Enfin, si Lucien Favre est Suisse, né à Saint-Barthélémy, sa maestria tactique, sa gestion de Balotelli et sa qualification en Ligue des champions avec Nice, méritait bien cette entorse à l’intitulé du trophée, que nous autorise la libre circulation des travailleurs.

 

Trophée « Emmanuel Macron » du mec qu’on ne connaissait pas mais qui s’en est pas mal sorti

« Il a surpris son monde car on le connaissait pas trop ». Cette phrase de Jemerson sur son coéquipier, Kamil Glik, est un poil exagérée pour l’ex-capitaine du Torino. Mais elle illustre bien le relatif anonymat dans lequel évoluait le défenseur polonais avant son transfert à Monaco. Glik n’en a cure, il en impose, il tacle, et il marque (8 buts). De quoi figurer dans l’équipe-type de la Ligue 1.

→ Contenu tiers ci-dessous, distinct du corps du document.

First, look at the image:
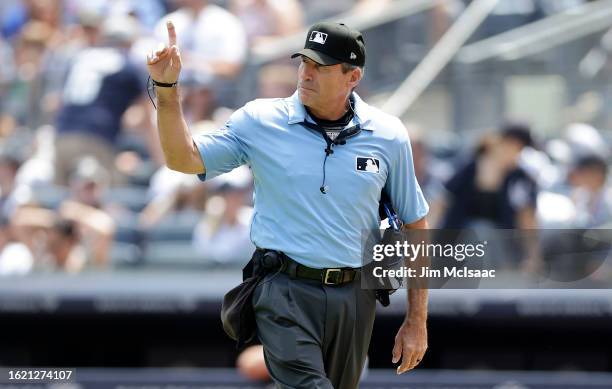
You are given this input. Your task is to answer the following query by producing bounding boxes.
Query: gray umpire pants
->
[253,273,376,389]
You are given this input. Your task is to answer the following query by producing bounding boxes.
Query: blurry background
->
[0,0,612,388]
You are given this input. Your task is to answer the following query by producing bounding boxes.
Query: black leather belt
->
[258,249,361,285]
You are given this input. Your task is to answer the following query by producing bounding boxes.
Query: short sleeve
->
[385,130,429,223]
[194,107,249,181]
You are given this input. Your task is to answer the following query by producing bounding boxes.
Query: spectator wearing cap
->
[0,216,34,277]
[230,0,304,47]
[568,155,612,228]
[435,122,542,271]
[55,16,159,185]
[58,157,116,267]
[442,123,537,229]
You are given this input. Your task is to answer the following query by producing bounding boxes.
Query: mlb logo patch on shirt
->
[355,157,380,173]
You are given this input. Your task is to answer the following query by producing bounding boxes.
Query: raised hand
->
[147,21,181,83]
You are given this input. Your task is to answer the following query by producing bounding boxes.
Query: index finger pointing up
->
[166,20,176,47]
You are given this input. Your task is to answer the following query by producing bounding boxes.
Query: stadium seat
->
[143,240,207,268]
[32,184,69,209]
[103,186,149,212]
[110,241,142,267]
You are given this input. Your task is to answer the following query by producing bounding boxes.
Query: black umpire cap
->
[291,22,365,66]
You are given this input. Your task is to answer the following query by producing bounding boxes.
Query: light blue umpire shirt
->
[194,91,429,268]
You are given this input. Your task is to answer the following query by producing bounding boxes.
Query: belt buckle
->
[323,269,342,285]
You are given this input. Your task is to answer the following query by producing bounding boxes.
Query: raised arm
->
[147,21,205,174]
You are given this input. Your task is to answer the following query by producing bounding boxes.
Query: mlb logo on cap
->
[355,157,380,173]
[291,22,365,67]
[308,31,327,45]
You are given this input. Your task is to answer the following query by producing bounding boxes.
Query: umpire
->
[147,22,428,389]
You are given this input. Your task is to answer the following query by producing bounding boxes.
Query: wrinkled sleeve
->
[194,107,250,181]
[385,126,429,223]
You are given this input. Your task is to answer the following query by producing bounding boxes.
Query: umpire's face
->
[298,56,361,113]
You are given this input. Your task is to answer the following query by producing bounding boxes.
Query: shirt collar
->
[287,91,373,131]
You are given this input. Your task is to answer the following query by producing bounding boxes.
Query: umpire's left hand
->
[393,320,427,374]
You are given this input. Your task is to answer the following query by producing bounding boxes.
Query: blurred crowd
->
[0,0,612,276]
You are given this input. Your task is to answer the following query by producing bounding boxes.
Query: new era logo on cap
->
[308,31,327,45]
[355,157,380,173]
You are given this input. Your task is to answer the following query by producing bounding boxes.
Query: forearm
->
[156,87,204,174]
[406,288,429,324]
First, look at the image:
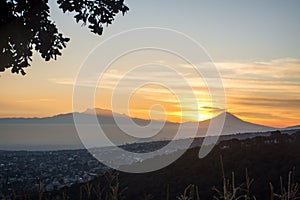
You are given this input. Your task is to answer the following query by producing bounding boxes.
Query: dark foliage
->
[0,0,128,75]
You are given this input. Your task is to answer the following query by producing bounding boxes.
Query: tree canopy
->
[0,0,129,75]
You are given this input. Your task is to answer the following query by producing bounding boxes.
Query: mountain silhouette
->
[0,109,288,149]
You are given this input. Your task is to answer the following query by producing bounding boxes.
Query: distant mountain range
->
[0,109,299,149]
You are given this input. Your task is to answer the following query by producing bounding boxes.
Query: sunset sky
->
[0,0,300,127]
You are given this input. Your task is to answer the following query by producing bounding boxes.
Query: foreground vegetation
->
[0,132,300,200]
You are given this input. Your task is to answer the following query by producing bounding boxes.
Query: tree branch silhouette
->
[0,0,129,75]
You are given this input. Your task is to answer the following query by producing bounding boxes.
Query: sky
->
[0,0,300,127]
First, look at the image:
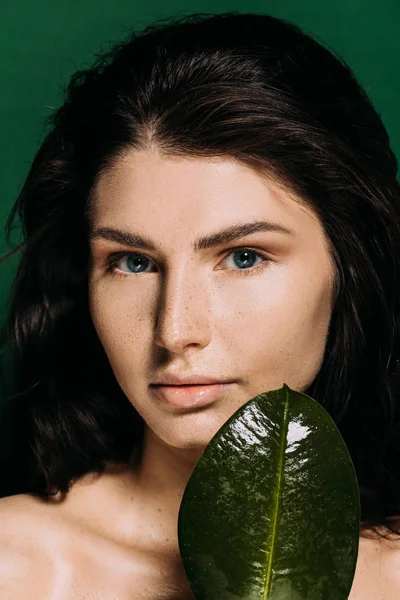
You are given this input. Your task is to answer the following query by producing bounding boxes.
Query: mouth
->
[150,383,235,408]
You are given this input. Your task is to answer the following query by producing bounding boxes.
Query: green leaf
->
[178,384,360,600]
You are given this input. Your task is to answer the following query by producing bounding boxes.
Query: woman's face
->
[89,149,334,448]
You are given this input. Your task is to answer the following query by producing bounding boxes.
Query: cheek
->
[217,270,331,389]
[89,285,149,380]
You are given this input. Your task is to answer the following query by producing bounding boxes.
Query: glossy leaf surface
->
[178,385,360,600]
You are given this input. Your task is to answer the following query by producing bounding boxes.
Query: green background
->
[0,0,400,460]
[0,0,400,319]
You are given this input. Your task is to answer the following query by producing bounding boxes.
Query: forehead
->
[91,149,322,241]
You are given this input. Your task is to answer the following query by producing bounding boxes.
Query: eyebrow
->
[89,221,294,253]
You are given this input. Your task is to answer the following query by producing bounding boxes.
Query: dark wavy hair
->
[1,11,400,536]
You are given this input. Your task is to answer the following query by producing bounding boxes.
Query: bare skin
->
[0,149,400,600]
[0,470,400,600]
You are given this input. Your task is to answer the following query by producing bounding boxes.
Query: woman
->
[0,12,400,600]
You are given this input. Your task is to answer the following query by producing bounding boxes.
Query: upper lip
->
[153,373,232,385]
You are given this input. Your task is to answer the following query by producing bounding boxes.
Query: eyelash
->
[105,246,272,278]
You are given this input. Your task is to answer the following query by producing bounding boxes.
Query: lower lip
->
[151,383,233,408]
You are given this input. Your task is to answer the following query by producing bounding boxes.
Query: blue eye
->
[106,248,272,277]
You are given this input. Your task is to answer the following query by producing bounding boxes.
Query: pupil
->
[235,250,255,266]
[127,256,146,269]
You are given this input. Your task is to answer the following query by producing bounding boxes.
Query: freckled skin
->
[0,149,400,600]
[90,150,334,451]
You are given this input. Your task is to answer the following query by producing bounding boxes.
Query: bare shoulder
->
[349,535,400,600]
[0,494,64,600]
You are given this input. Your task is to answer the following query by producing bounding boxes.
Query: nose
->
[154,265,211,353]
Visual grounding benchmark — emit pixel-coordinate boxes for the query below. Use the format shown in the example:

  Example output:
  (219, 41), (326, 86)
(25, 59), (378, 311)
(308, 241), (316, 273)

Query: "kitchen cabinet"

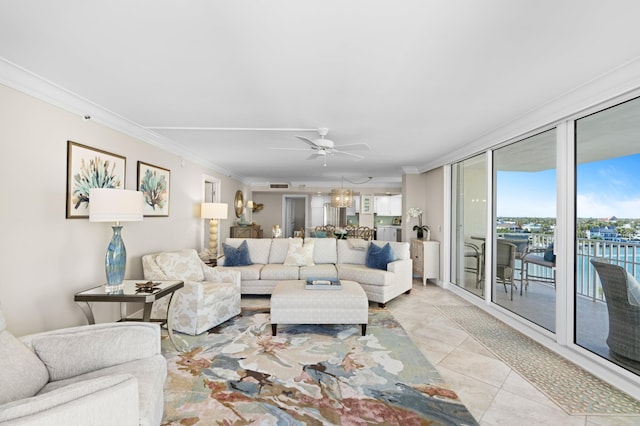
(375, 195), (402, 216)
(410, 239), (440, 285)
(376, 226), (397, 241)
(229, 225), (262, 238)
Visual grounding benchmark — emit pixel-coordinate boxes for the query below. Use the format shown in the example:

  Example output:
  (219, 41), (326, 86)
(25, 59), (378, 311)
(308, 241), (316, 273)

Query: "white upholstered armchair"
(142, 249), (240, 335)
(0, 304), (167, 425)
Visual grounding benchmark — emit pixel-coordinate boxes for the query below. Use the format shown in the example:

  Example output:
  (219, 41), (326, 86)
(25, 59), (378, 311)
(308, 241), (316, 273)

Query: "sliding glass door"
(491, 129), (556, 332)
(575, 98), (640, 374)
(451, 154), (487, 296)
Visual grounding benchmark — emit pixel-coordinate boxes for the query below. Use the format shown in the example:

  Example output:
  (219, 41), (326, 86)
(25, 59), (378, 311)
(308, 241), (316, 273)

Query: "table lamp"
(246, 200), (254, 225)
(89, 188), (144, 291)
(200, 203), (229, 259)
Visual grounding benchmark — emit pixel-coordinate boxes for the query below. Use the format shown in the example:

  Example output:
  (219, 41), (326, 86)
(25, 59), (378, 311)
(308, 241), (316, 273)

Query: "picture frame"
(137, 161), (171, 217)
(360, 195), (373, 214)
(66, 141), (127, 219)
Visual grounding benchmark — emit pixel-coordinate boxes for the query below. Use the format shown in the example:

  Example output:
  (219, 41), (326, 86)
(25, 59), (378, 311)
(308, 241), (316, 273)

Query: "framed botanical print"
(138, 161), (171, 216)
(67, 141), (126, 219)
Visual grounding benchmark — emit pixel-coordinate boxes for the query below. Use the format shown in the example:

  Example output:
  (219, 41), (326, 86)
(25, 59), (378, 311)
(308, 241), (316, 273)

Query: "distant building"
(522, 223), (542, 232)
(587, 226), (620, 241)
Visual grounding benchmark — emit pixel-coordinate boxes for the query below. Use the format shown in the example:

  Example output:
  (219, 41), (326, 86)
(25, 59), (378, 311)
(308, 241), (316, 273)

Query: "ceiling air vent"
(269, 183), (289, 189)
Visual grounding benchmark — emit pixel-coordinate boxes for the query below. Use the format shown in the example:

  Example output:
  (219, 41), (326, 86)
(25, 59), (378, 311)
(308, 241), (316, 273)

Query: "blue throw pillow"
(544, 243), (556, 263)
(365, 243), (393, 271)
(222, 240), (253, 266)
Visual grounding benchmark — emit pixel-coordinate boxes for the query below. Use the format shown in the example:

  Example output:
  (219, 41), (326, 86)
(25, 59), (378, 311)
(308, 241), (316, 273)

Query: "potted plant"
(407, 207), (431, 240)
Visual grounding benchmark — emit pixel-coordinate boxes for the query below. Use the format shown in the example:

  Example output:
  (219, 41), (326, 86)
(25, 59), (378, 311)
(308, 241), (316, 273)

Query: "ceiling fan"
(273, 127), (371, 167)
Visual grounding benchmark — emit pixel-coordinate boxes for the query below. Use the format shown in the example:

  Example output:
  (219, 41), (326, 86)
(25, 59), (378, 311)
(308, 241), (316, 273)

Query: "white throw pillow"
(284, 238), (315, 266)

Deux mois de plus avec Wylan Cyprien et Nice pouvait peut-être chatouiller un peu plus le PSG. Avant de se blesser, le néophyte, formé à Lens, a ébloui la Ligue 1 par sa vitesse, sa technique et sa qualité de frappe. Grâce à ses buts spectaculaires, à l’image de son coup franc au Parc des Princes, le milieu offensif a tout pour confirmer la saison prochaine et devenir le Cyprien le plus connu de YouTube.

Epais comme un sandwich SNCF (58 kg pour 1 m 67) et minois de collégien, Maxime Lopez ne devrait pas jouer dans la rugueuse Ligue 1. Et pourtant, le milieu de terrain de 19 ans est la révélation de l’OM et semble plus prendre le chemin de Nasri que celui de Yahiaoui, ex-espoir olympien déchu. Malgré un léger moins bien en cours de saison, le minot suscite déjà les convoitises.

Loïs Diony n’a pas cillé en passant de la Ligue 2 à l’élite du football français. Le Landais a inscrit 11 buts pour sa première saison en Ligue 1, le même total que la saison dernière. Avec 7 passes décisives, l’attaquant au dread locks décolorés a grandement contribué au maintien de Dijon.

 

Trophée « Kylian Mbappé » du meilleur Kylian Mbappé

On aurait volontiers proposé la candidature de Thierry Henry, mais l’ancien Kylian Mbappé a rangé les crampons. Le seul nommé pour le prix Kylian Mbappé est donc Kylian Mbappé, 18 ans, 15 buts et 8 passes décisives en 28 matchs de L1 cette saison.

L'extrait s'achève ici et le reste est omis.